In coming weeks, IBM is expected to launch a bundling, co-development and co-marketing program around the resale of Symantec’s storage and cluster software on IBM’s Intel-based xSeries hardware.
IBM Corp.’s pcoming announcement will actually represent a “reannouncement” of a pact formed between IBM and Veritas Software before Symantec Corp.’s acquisition of Veritas last summer, said Lowell Shulman, Symantec’s technical alliance manager for strategic alliances, in an interview.
Initially announced by Veritas on June 20 of this year, the deal is mainly designed to let IBM and its VAR partners resell several Windows and Linux software solutions on IBM PC hardware.
Although the agreement hasn’t gone into effect yet, the delay in implementation is totally unrelated to Symantec’s acquisition of Veritas, he said.
“IBM required time to prepare for launching the sales of [the storage and clustering software] for their direct sales team and through their channel. This included sales training and preparation of the fulfillment system,” according to Shulman.
“There is only one agreement, and it has not been affected by the merger. The [anticipated] IBM announcement signifies that IBM will begin to execute on the agreement. [This] means that the IBM part numbers that relate to [the software] products will be available through configurators, for example.”
The deal stands to benefit Symantec by providing sales access through IBM’s direct and indirect PC channel for the following products: Storage Foundation (Windows and Linux); Cluster Server (Windows and Linux); and Storage Foundation for DB2 and Oracle RAC (Linux only).

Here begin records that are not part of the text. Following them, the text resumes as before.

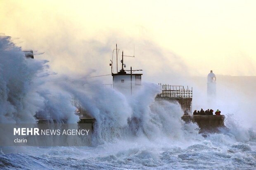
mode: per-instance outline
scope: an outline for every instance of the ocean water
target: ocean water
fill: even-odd
[[[189,126],[186,128],[192,128],[186,125]],[[156,135],[157,137],[149,139],[142,135],[116,139],[90,147],[10,147],[10,153],[2,152],[0,155],[0,167],[45,170],[255,170],[256,134],[251,130],[237,128],[204,137],[190,130],[186,134],[189,136],[185,138]]]
[[[5,36],[0,54],[0,123],[34,123],[36,113],[76,123],[74,97],[97,120],[92,146],[1,147],[0,169],[256,169],[255,127],[235,113],[225,115],[228,129],[199,134],[178,104],[154,101],[157,85],[144,83],[131,97],[90,79],[51,82],[47,61],[26,59]]]

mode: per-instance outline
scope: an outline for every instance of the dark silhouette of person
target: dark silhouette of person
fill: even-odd
[[[203,109],[201,108],[201,110],[200,111],[200,114],[201,115],[205,115],[205,113],[204,112],[204,110],[203,110]]]
[[[216,115],[220,115],[220,111],[219,110],[219,109],[217,109],[217,111],[215,112],[215,114]]]
[[[213,115],[213,110],[212,109],[211,109],[211,110],[210,110],[210,113],[209,113],[210,115]]]
[[[191,114],[190,113],[191,113],[190,111],[189,110],[188,110],[187,109],[186,109],[185,111],[184,112],[184,115],[189,115]]]

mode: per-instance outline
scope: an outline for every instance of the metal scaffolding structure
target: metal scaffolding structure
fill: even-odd
[[[156,95],[156,99],[177,101],[184,111],[187,110],[192,111],[193,87],[190,89],[188,86],[185,88],[183,86],[161,83],[159,85],[161,86],[161,92]]]

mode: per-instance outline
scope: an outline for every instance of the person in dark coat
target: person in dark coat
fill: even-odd
[[[201,109],[201,110],[200,111],[200,114],[201,115],[205,115],[205,113],[202,109]]]
[[[220,111],[219,111],[219,109],[217,110],[217,111],[215,112],[215,114],[216,115],[220,115]]]
[[[212,109],[210,110],[210,113],[209,114],[210,115],[213,115],[213,110]]]

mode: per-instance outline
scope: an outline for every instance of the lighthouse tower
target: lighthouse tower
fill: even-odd
[[[212,70],[207,76],[207,101],[211,104],[216,97],[216,76]]]

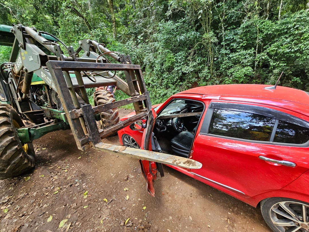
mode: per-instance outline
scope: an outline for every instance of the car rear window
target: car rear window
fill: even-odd
[[[309,140],[309,129],[289,122],[279,121],[273,141],[302,144]]]
[[[215,109],[209,133],[260,141],[269,141],[276,120],[256,114]]]

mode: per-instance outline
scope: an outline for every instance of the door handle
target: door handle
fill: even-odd
[[[296,164],[292,162],[287,161],[285,160],[277,160],[270,159],[267,157],[265,157],[265,156],[259,156],[259,158],[265,161],[270,162],[272,163],[274,163],[278,164],[281,164],[281,165],[284,165],[288,167],[292,167],[293,168],[296,167]]]

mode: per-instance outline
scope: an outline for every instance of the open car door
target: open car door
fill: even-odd
[[[117,155],[139,159],[142,172],[147,182],[147,191],[154,196],[153,182],[157,178],[158,171],[163,176],[162,164],[178,166],[189,169],[197,169],[202,167],[199,162],[188,158],[161,153],[159,146],[152,135],[157,114],[153,109],[148,114],[146,127],[142,139],[141,149],[112,145],[101,142],[95,145],[95,149],[108,151]],[[151,139],[153,146],[151,146]]]
[[[141,148],[143,150],[149,151],[152,150],[152,146],[150,141],[152,138],[154,140],[154,135],[152,133],[152,131],[154,125],[155,119],[157,116],[157,113],[153,108],[152,108],[148,112],[146,122],[146,128],[144,131],[142,140]],[[154,148],[154,151],[158,151],[155,150],[155,148]],[[139,160],[139,163],[141,165],[142,173],[146,180],[147,191],[152,196],[154,196],[155,191],[153,183],[157,178],[158,171],[160,172],[162,177],[164,175],[163,169],[162,168],[162,164],[157,163],[154,161],[142,160]],[[160,169],[158,168],[158,165],[160,165],[161,168]]]
[[[160,162],[160,160],[163,159],[163,157],[165,161],[162,162],[163,163],[167,164],[166,161],[168,159],[172,163],[172,165],[187,165],[186,168],[191,169],[198,169],[201,167],[201,163],[197,162],[196,163],[196,161],[194,160],[162,153],[160,146],[152,132],[157,117],[154,110],[152,108],[147,115],[146,128],[144,131],[142,139],[141,148],[144,150],[151,151],[157,153],[161,153],[161,155],[159,155],[161,158],[158,159],[158,162],[142,159],[139,160],[142,172],[147,183],[147,191],[153,196],[154,196],[155,193],[153,183],[157,178],[158,172],[160,173],[161,177],[163,177],[164,175],[162,163],[158,162]],[[181,163],[182,164],[181,164]]]

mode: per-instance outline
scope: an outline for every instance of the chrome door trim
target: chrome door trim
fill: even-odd
[[[275,164],[281,164],[281,165],[284,165],[288,167],[291,167],[292,168],[294,168],[296,167],[296,164],[295,163],[290,162],[290,161],[287,161],[286,160],[277,160],[270,159],[267,157],[265,157],[265,156],[259,156],[259,158],[265,161],[270,162],[271,163],[274,163]]]
[[[230,186],[228,186],[227,185],[226,185],[225,184],[222,184],[221,183],[217,182],[217,181],[215,181],[214,180],[211,180],[210,179],[208,179],[208,178],[206,178],[206,177],[204,177],[203,176],[202,176],[199,175],[198,174],[197,174],[196,173],[194,173],[192,172],[191,172],[191,173],[192,174],[193,174],[193,175],[195,175],[196,176],[197,176],[201,177],[201,178],[202,178],[203,179],[205,179],[205,180],[207,180],[209,181],[210,181],[211,182],[212,182],[213,183],[214,183],[215,184],[218,184],[220,186],[222,186],[222,187],[224,187],[225,188],[228,189],[230,189],[231,190],[233,190],[233,191],[235,191],[235,192],[237,192],[239,193],[241,193],[242,194],[243,194],[244,195],[246,195],[246,194],[245,193],[239,190],[238,189],[235,189],[234,188],[232,188],[231,187],[230,187]]]

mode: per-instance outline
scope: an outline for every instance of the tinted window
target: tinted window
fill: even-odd
[[[209,133],[239,139],[269,141],[275,121],[256,114],[214,109]]]
[[[277,143],[301,144],[309,140],[309,129],[279,121],[273,141]]]

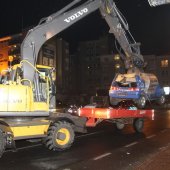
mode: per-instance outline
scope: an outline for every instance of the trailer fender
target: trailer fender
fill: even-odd
[[[86,133],[86,117],[79,117],[69,113],[53,113],[50,116],[51,122],[66,121],[73,125],[75,132]]]

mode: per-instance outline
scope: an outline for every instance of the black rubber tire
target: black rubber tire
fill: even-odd
[[[133,128],[137,133],[141,133],[144,127],[144,119],[143,118],[136,118],[133,121]]]
[[[162,96],[157,100],[157,103],[158,103],[159,105],[163,105],[163,104],[165,104],[165,101],[166,101],[165,96],[162,95]]]
[[[68,142],[64,145],[57,143],[57,135],[61,133],[59,132],[61,129],[66,129],[66,131],[69,133]],[[63,151],[71,147],[72,143],[74,142],[74,137],[75,134],[72,125],[66,121],[58,121],[50,125],[47,132],[47,137],[45,139],[45,145],[50,150]]]
[[[0,158],[2,157],[5,151],[5,146],[6,146],[5,137],[3,132],[0,130]]]
[[[137,107],[139,109],[143,109],[146,106],[146,97],[145,96],[141,96],[138,100],[137,100]]]
[[[110,97],[110,104],[111,104],[112,106],[116,106],[118,103],[119,103],[118,100],[116,100],[116,99]]]

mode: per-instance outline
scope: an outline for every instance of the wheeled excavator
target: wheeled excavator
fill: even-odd
[[[113,0],[74,0],[41,19],[21,44],[21,62],[0,77],[0,156],[20,139],[41,138],[50,150],[65,150],[72,145],[75,132],[86,131],[86,118],[55,111],[54,69],[37,65],[37,58],[47,40],[96,10],[122,47],[126,68],[143,68],[139,45]]]

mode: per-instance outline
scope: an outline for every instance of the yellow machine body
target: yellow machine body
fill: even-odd
[[[22,84],[0,85],[1,112],[48,111],[48,102],[34,102],[33,89]]]

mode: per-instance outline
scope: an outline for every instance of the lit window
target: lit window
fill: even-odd
[[[161,60],[161,67],[168,67],[168,60]]]

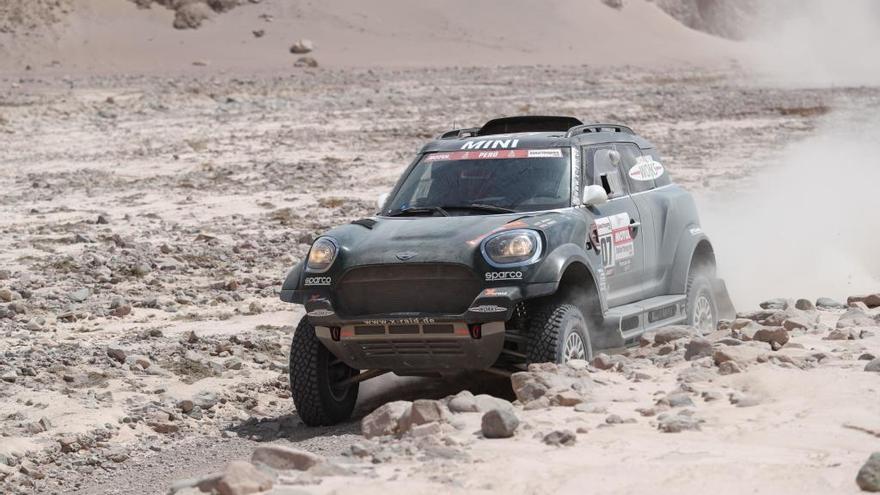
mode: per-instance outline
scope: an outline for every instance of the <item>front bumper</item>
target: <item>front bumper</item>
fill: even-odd
[[[329,327],[318,326],[315,332],[330,352],[353,368],[405,375],[492,366],[504,346],[504,322],[480,328],[480,338],[474,338],[463,322],[346,325],[340,328],[338,340]]]

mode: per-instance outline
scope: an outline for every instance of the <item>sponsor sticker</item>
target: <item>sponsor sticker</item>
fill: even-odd
[[[522,280],[522,272],[486,272],[486,281]]]
[[[655,161],[650,156],[640,156],[636,164],[629,169],[629,176],[633,180],[649,181],[663,175],[663,164]]]
[[[609,270],[618,264],[629,267],[629,261],[636,254],[635,243],[630,231],[629,213],[618,213],[610,217],[596,219],[596,231],[599,236],[599,251],[602,254],[602,266]],[[622,263],[626,261],[626,263]]]
[[[505,313],[507,312],[507,308],[496,306],[494,304],[483,304],[481,306],[470,307],[468,308],[468,311],[472,313]]]
[[[395,318],[391,320],[364,320],[365,325],[429,325],[434,318]]]
[[[330,285],[330,277],[306,277],[303,285]]]
[[[478,141],[468,141],[461,145],[463,150],[488,150],[488,149],[509,149],[516,148],[519,139],[480,139]]]

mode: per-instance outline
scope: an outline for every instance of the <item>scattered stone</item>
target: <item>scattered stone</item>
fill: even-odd
[[[304,55],[306,53],[310,53],[315,49],[315,44],[312,40],[301,39],[290,45],[290,53],[294,53],[297,55]]]
[[[786,320],[786,323],[790,320]],[[783,346],[788,343],[789,335],[788,331],[785,328],[776,327],[776,328],[762,328],[755,332],[754,340],[759,342],[766,342],[773,346]]]
[[[220,495],[247,495],[272,488],[273,479],[256,466],[245,461],[232,461],[217,480]]]
[[[816,308],[817,309],[844,309],[846,305],[843,303],[837,302],[834,299],[828,297],[820,297],[816,299]]]
[[[177,9],[173,25],[175,29],[198,29],[212,14],[211,8],[204,3],[186,3]]]
[[[107,356],[110,357],[110,359],[113,359],[114,361],[116,361],[117,363],[124,363],[127,354],[125,353],[124,349],[121,349],[116,346],[110,346],[110,347],[107,347]]]
[[[659,405],[666,405],[669,407],[693,407],[694,401],[691,400],[690,395],[686,392],[674,392],[666,397],[657,401]]]
[[[880,452],[874,452],[868,457],[856,475],[856,484],[862,491],[880,492]]]
[[[880,307],[880,293],[878,294],[869,294],[867,296],[850,296],[846,298],[847,304],[853,303],[863,303],[868,309],[873,309]]]
[[[661,414],[657,429],[663,433],[681,433],[683,431],[699,431],[702,421],[685,414]]]
[[[492,409],[483,415],[481,430],[486,438],[510,438],[519,426],[519,418],[508,409]]]
[[[816,306],[809,299],[798,299],[795,301],[794,307],[801,311],[813,311],[816,309]]]
[[[367,438],[397,435],[400,421],[409,414],[411,406],[407,401],[389,402],[380,406],[361,420],[361,432]]]
[[[89,289],[83,287],[82,289],[77,289],[71,292],[67,295],[67,297],[70,298],[70,300],[73,302],[83,302],[88,299],[91,294],[92,293],[91,291],[89,291]]]
[[[543,442],[554,447],[571,447],[577,443],[577,435],[570,430],[554,430],[544,435]]]
[[[262,445],[251,455],[254,464],[265,464],[272,469],[282,471],[308,471],[324,462],[324,458],[304,450],[282,445]]]
[[[294,67],[308,67],[315,69],[318,67],[318,61],[314,57],[300,57],[293,63]]]
[[[661,328],[654,334],[654,345],[663,345],[678,339],[700,337],[700,331],[685,325],[672,325]]]
[[[454,413],[478,412],[477,402],[474,400],[474,394],[467,390],[462,390],[453,397],[448,404],[449,410]]]
[[[712,342],[703,337],[696,337],[684,346],[684,359],[693,361],[712,355]]]

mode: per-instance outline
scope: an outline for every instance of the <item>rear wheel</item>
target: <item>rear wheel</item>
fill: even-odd
[[[290,344],[290,393],[303,423],[328,426],[351,417],[358,384],[341,382],[357,374],[324,347],[303,317]]]
[[[572,304],[550,303],[529,315],[526,355],[530,363],[566,363],[593,359],[587,321]]]
[[[688,278],[687,315],[688,324],[704,335],[714,332],[718,326],[718,308],[705,274],[697,272]]]

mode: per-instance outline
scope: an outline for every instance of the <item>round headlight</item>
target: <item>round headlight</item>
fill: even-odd
[[[527,265],[541,256],[541,236],[534,230],[501,232],[487,237],[482,250],[490,265]]]
[[[336,242],[329,237],[322,237],[312,244],[306,268],[312,272],[326,272],[338,253],[339,248],[336,246]]]

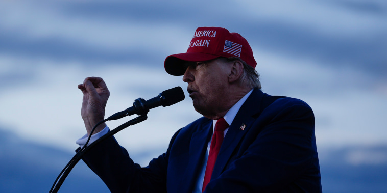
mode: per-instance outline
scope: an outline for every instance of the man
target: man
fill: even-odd
[[[262,93],[256,65],[238,34],[198,28],[187,52],[167,57],[164,66],[183,75],[203,117],[176,132],[147,167],[135,164],[114,137],[84,161],[114,192],[321,192],[311,109]],[[109,93],[100,78],[87,78],[78,88],[88,135],[104,118]],[[109,129],[104,124],[96,132],[92,137]],[[87,136],[77,143],[84,144]]]

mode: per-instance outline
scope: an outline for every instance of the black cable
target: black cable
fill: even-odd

Other terms of the deal also remain the same, according to Shulman. “The [planned] joint development reflects the Symantec/IBM relationship across all of our solutions, including our AIX solutions for [the RISC-based] pSeries and support for IBM storage. This will allow us to bring our AIX solutions to market faster,” he said.
“In other areas, there are discussions [around] how to best optimize our solutions running on IBM hardware. xSeries is a specific focus.”
On the co-marketing side, Symantec will participate in a number of IBM marketing campaigns this year and next, he said.
“For example, we recently held a joint Webcast to review the Storage Foundation for Oracle RAC offering on AIX,” according to Shulman.
In the RISC arena, Symantec also has similar deals in place with Hewlett-Packard Company and Sun Microsystems, Inc. for reselling its storage and cluster software.
“But right now, our agreement with IBM is exclusive on the Intel side, [and] I think it will remain that way,” Shulman said.
An IBM spokesperson has been unavailable for comment about the PC storage software deal.